Perdebatan berlanjut di Mahkamah Konstitusi Republik Indonesia. Pasal 2 huruf g
dan i UU Keuangan Negara telah dua kali diuji oleh Mahkamah Konstitusi, yaitu
putusan Nomor 488/PUU-XI/2013 dan Nomor 62/PUU-XI/2013. Kedua permohonan
uji materi tersebut ditolak oleh Mahkamah Konstitusi. Dengan demikian, secara
normatif ketentuan Pasal 2 huruf g dan i Undang-Undang Keuangan Negara tetap
berlaku dengan makna bahwa kekayaan Persero merupakan kekayaan negara tetapi
secara teoritik masih tetap dapat diperdebatkan.
Direksi merupakan organ Perseroan yang berwenang dan bertanggung jawab
penuh atas pengurusan Perseroan untuk kepentingan Perseroan, baik di dalam maupun
di luar pengadilan sesuai dengan ketentuan anggaran dasar (Tri Budiono, 2011).
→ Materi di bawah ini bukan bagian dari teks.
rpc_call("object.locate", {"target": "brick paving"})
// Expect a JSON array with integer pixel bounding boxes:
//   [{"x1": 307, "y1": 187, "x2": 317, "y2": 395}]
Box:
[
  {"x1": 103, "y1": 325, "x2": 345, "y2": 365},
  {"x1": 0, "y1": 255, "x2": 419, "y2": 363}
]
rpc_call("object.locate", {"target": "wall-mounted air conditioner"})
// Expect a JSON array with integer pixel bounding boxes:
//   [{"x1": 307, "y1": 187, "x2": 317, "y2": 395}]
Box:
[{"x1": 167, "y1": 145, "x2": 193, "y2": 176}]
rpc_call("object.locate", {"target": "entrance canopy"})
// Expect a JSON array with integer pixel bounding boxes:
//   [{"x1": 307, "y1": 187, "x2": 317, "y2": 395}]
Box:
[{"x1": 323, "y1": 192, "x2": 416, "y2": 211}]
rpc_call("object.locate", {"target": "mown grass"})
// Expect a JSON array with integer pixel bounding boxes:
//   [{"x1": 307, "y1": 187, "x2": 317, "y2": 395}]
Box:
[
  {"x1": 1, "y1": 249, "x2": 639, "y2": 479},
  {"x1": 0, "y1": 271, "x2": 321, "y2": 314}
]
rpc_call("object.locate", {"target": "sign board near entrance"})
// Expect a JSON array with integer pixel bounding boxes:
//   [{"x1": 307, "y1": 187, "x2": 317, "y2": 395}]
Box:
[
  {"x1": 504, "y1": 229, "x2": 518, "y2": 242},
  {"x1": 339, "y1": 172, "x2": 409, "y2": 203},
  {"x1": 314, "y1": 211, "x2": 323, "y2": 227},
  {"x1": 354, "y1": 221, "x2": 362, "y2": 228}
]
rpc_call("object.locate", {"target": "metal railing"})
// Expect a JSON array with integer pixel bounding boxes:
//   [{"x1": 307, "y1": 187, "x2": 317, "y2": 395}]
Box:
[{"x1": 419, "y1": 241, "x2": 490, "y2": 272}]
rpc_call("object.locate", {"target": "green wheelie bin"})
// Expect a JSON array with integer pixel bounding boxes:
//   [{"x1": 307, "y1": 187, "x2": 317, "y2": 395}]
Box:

Direksi dalam menjalankan tugasnya sebagai pengelola perusahaan bertanggung
jawab terhadap perusahaan baik tanggung jawab internal maupun eksternal, tanggung
jawab Direksi termasuk mengenai kerugian atau kebangkrutan yang terjadi pada
perusahaan yang dipimpinnya (Binoto Nadapdap, 2018). Anggota Direksi bertanggung
jawab penuh secara pribadi (persoonlijk aansprakelijk, personally liable) atas kerugian
yang dialami Perseroan, apabila anggota Direksi lalai melaksanakan kewajiban itu atau
melanggar apa yang dilarang atas pengurusan itu (Yahya Harahap, 2019).